Site created on February 23, 2019

My beautiful daughter is 30 years old and she has colorectal cancer. She loves life, her family, her boyfriend, her job! She works out, pays her taxes, is kind to animals, and works very hard just as she was taught. These were some of the words that she tearfully said to me when she realized that she was indeed very ill and she was coming to the realization that she might possibly have cancer. What do you say to this wonderful lady that you so lovingly reared to love God and believe in what is good and right? Everything is not alright. Our world has gone very wrong!

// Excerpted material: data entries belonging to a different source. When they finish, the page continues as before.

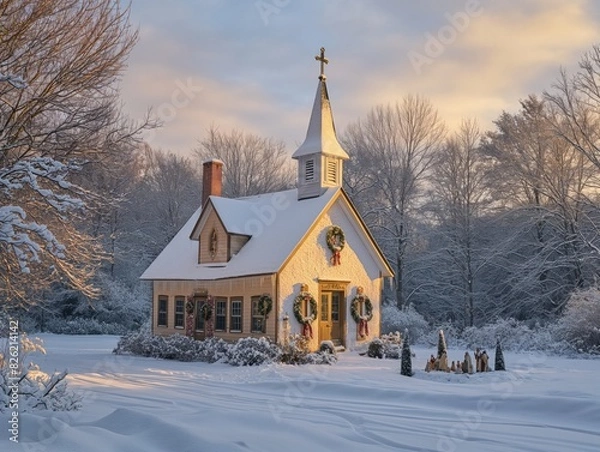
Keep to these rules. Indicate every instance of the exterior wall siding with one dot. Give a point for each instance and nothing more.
(312, 264)
(244, 287)
(236, 243)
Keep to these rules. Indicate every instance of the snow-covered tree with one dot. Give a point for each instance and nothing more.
(406, 364)
(441, 344)
(580, 324)
(58, 113)
(253, 164)
(394, 148)
(499, 357)
(459, 197)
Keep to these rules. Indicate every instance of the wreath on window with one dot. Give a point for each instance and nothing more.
(336, 241)
(265, 305)
(189, 307)
(362, 320)
(206, 311)
(305, 297)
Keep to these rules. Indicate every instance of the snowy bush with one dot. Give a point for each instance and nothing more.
(244, 352)
(387, 346)
(37, 390)
(452, 336)
(327, 347)
(212, 349)
(580, 324)
(251, 351)
(83, 326)
(394, 319)
(320, 357)
(295, 350)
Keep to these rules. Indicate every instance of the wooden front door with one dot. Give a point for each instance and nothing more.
(330, 316)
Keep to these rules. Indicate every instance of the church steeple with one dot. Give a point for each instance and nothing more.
(320, 157)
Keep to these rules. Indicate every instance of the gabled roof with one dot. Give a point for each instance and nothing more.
(321, 137)
(276, 222)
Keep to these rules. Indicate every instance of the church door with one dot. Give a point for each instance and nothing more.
(331, 319)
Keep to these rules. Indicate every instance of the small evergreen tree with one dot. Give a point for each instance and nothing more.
(406, 365)
(499, 360)
(442, 344)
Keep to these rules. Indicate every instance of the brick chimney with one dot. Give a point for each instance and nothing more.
(212, 176)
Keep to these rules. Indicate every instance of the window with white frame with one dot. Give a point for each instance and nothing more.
(179, 311)
(235, 321)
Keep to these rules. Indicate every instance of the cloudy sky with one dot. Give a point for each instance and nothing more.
(250, 64)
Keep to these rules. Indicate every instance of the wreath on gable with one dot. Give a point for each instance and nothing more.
(336, 241)
(362, 320)
(189, 307)
(265, 305)
(206, 311)
(305, 297)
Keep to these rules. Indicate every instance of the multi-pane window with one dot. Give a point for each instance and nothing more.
(179, 311)
(220, 314)
(335, 306)
(199, 314)
(235, 322)
(324, 308)
(163, 302)
(257, 319)
(331, 174)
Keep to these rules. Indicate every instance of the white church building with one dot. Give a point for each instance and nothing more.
(299, 261)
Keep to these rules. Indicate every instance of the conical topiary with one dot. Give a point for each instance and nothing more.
(442, 344)
(499, 360)
(406, 365)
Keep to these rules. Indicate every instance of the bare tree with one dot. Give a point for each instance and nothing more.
(575, 106)
(252, 164)
(395, 146)
(546, 183)
(461, 191)
(59, 63)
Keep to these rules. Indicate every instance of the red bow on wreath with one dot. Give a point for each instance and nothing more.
(336, 258)
(363, 328)
(307, 330)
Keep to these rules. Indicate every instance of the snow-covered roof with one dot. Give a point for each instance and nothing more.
(276, 222)
(321, 137)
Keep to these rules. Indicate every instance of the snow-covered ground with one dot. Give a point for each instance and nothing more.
(360, 404)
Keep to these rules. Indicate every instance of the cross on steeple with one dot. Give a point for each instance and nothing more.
(323, 61)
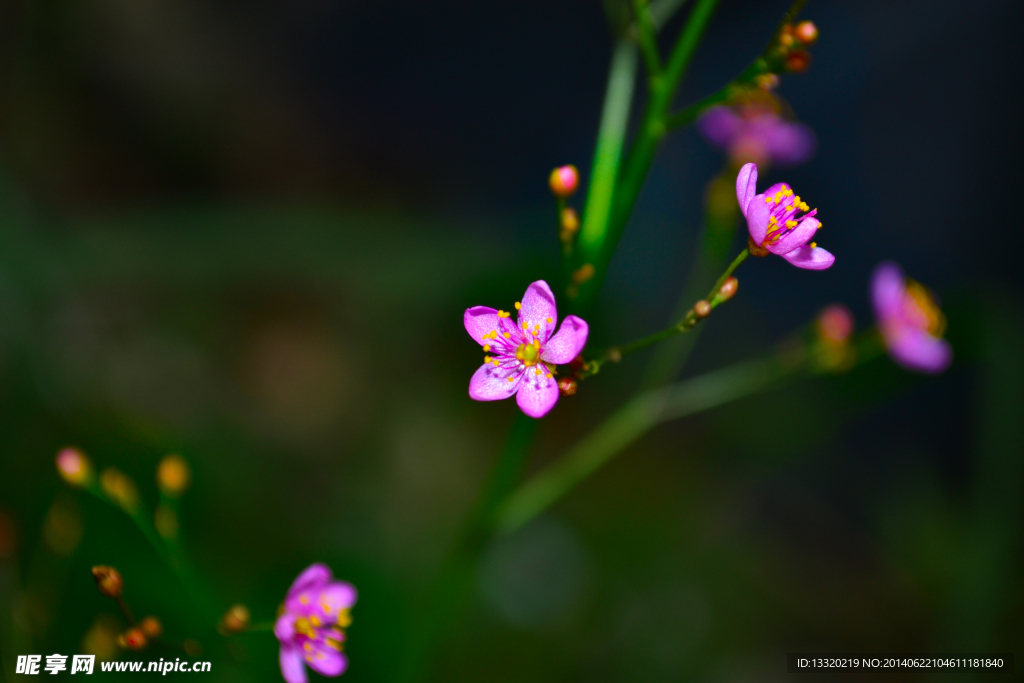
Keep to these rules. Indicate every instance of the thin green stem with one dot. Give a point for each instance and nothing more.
(714, 299)
(645, 37)
(610, 138)
(628, 424)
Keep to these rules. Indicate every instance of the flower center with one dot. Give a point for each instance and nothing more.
(528, 353)
(924, 310)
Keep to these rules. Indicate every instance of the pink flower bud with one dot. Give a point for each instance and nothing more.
(564, 180)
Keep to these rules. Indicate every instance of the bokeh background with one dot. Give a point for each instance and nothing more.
(246, 232)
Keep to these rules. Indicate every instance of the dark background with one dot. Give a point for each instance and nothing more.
(246, 231)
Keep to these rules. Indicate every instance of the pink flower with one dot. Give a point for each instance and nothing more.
(521, 353)
(311, 627)
(780, 222)
(756, 132)
(910, 321)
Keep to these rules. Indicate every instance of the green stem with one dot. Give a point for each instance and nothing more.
(627, 425)
(607, 152)
(689, 321)
(645, 37)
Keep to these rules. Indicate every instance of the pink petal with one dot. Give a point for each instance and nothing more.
(798, 237)
(811, 258)
(920, 351)
(284, 628)
(747, 183)
(489, 383)
(292, 667)
(539, 309)
(888, 289)
(538, 393)
(337, 596)
(480, 321)
(311, 580)
(758, 214)
(325, 659)
(567, 343)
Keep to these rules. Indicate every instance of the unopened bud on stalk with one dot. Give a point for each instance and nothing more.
(236, 620)
(132, 639)
(74, 467)
(806, 32)
(108, 581)
(563, 181)
(728, 289)
(119, 487)
(173, 475)
(151, 627)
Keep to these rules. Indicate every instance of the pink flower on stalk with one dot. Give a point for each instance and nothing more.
(522, 353)
(311, 627)
(910, 321)
(757, 133)
(779, 222)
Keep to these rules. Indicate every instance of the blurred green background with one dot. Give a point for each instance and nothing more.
(246, 232)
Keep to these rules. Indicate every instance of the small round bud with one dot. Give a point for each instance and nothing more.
(569, 220)
(74, 467)
(806, 32)
(132, 639)
(584, 273)
(108, 581)
(151, 627)
(798, 60)
(119, 487)
(756, 249)
(728, 289)
(563, 181)
(173, 475)
(236, 620)
(836, 323)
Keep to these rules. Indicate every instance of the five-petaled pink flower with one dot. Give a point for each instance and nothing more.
(910, 321)
(779, 222)
(521, 354)
(311, 627)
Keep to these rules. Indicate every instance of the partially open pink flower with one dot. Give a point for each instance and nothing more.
(779, 222)
(910, 321)
(311, 627)
(522, 354)
(757, 133)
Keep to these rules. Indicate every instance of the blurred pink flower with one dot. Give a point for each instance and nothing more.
(757, 133)
(910, 321)
(523, 352)
(773, 223)
(311, 627)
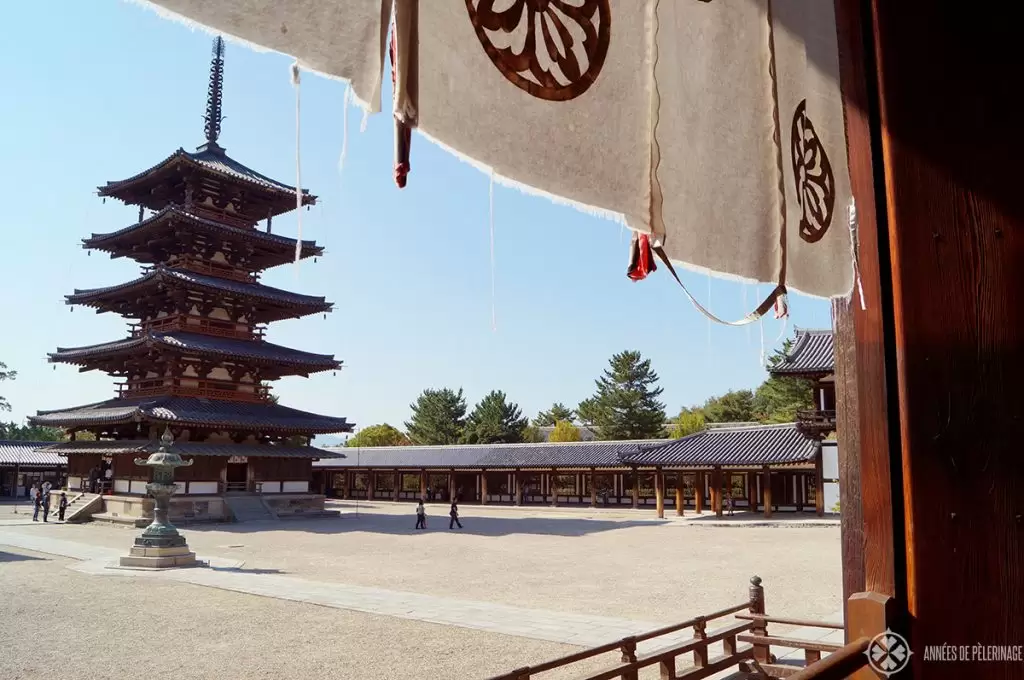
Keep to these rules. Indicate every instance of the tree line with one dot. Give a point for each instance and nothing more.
(625, 406)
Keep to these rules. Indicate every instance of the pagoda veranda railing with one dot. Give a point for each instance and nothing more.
(201, 325)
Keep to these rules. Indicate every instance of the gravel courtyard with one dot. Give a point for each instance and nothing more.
(620, 564)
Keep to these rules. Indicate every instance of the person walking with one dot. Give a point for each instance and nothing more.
(454, 514)
(421, 516)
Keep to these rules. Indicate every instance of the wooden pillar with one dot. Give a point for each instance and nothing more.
(819, 484)
(766, 490)
(680, 489)
(659, 493)
(716, 491)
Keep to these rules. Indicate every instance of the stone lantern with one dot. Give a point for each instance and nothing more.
(161, 546)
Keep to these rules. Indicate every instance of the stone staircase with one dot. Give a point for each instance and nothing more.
(81, 507)
(249, 508)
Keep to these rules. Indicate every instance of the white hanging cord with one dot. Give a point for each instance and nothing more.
(344, 130)
(491, 206)
(298, 161)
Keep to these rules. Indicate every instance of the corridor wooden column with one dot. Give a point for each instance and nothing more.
(819, 484)
(716, 491)
(680, 493)
(766, 489)
(659, 493)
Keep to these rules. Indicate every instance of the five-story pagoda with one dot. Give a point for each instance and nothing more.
(196, 359)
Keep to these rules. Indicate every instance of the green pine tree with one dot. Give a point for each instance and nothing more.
(495, 420)
(626, 406)
(438, 417)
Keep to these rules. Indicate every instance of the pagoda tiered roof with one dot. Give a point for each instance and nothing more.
(164, 183)
(194, 411)
(271, 303)
(255, 352)
(136, 241)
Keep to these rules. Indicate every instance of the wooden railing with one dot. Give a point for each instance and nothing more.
(202, 325)
(667, 659)
(210, 389)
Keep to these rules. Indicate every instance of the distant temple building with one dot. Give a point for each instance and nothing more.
(196, 360)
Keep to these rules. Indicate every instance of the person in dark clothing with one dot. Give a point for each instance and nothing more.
(454, 514)
(421, 516)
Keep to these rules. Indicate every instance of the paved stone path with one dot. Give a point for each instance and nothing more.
(581, 630)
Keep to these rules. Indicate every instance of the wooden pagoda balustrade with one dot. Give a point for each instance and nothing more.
(203, 325)
(211, 389)
(222, 217)
(210, 268)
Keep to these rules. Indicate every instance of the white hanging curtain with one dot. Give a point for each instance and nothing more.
(664, 114)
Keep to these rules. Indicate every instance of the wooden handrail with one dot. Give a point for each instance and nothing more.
(631, 663)
(839, 665)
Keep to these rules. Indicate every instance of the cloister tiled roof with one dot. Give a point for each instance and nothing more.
(812, 354)
(741, 445)
(195, 411)
(29, 454)
(142, 447)
(503, 456)
(196, 343)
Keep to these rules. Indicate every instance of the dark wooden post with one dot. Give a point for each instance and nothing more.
(659, 493)
(680, 489)
(716, 490)
(819, 484)
(698, 493)
(762, 653)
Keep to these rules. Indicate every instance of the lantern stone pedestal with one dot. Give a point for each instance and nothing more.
(161, 546)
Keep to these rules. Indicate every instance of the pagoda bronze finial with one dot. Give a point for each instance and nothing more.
(215, 92)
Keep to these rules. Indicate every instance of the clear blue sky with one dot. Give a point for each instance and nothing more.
(100, 90)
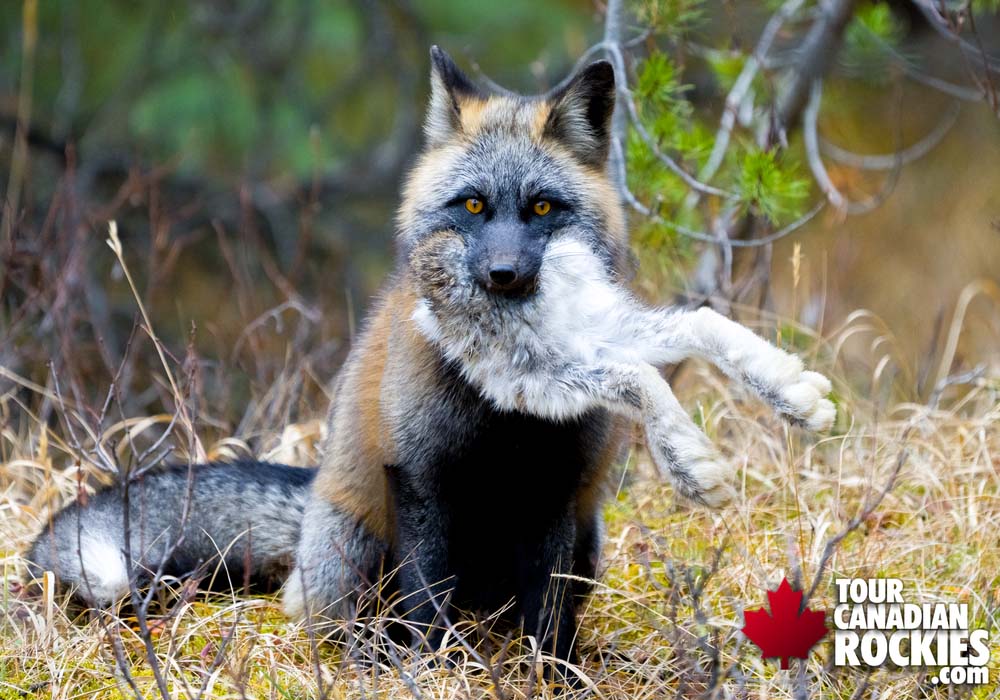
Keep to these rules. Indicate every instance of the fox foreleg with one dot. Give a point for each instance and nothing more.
(681, 450)
(777, 377)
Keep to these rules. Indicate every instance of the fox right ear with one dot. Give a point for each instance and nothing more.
(449, 87)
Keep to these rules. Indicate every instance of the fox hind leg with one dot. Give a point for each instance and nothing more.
(337, 561)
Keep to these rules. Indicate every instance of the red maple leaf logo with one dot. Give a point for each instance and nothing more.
(786, 632)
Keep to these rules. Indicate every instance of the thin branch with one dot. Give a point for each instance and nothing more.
(889, 161)
(742, 85)
(941, 25)
(919, 75)
(869, 507)
(619, 123)
(624, 94)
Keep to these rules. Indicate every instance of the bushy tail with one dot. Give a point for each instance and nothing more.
(231, 522)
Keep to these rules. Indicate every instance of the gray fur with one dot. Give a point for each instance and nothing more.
(237, 513)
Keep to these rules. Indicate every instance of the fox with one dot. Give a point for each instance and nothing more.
(478, 417)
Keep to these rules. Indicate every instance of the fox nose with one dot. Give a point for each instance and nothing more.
(503, 275)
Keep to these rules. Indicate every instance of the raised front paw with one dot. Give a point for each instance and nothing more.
(801, 395)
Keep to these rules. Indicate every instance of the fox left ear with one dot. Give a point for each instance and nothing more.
(581, 113)
(449, 85)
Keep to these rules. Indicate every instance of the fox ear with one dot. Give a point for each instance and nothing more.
(581, 113)
(448, 86)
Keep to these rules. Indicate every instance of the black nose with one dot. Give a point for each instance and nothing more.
(503, 276)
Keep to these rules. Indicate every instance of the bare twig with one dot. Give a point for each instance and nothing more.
(742, 85)
(890, 161)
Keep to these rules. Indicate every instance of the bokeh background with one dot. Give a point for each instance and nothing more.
(252, 154)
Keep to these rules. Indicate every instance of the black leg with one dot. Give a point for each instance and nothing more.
(548, 603)
(422, 552)
(587, 550)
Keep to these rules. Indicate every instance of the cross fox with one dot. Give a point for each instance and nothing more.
(476, 419)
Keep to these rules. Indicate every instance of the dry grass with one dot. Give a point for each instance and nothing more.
(665, 615)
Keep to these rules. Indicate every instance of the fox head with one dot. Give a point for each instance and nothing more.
(510, 173)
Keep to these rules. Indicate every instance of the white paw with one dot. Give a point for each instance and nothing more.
(804, 401)
(685, 456)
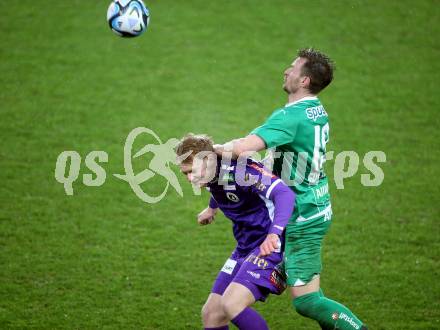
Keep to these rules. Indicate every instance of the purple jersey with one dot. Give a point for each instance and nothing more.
(255, 200)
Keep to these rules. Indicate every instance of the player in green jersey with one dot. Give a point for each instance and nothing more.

This Caringbridge site will be penned by Meghan and me, her mama, Debbie. Our journey in the story of this horrid nightmare is just beginning. 
On February 15, 2019 Meghan was scheduled for a colonoscopy. This procedure was finally happening after about six weeks since the consultation with a GI. Being 30 years old, I'm not really sure that her symptoms were taken seriously by this specialist. The laborious pain grew and mounted within her, but she so hopefully and bravely yearned for this procedure to end the waiting and the pain with an answer that might give a glimmer of hope that everything would be okay after this grueling task was completed. Instead, the colonoscopy was aborted quickly as a tumor was blocking the scope's entry just beyond the rectum. She was met by medical staff with concerned faces relaying news that her brain processed, but that her heart could not fathom. Four days later, the words were spoken, CANCER. And she voiced the words, 'I'm 30 and I have cancer.' 
We are ready for the fight. That tumor has been dubbed 'Harold' and he is NOT welcome. Be gone, Harold!!!!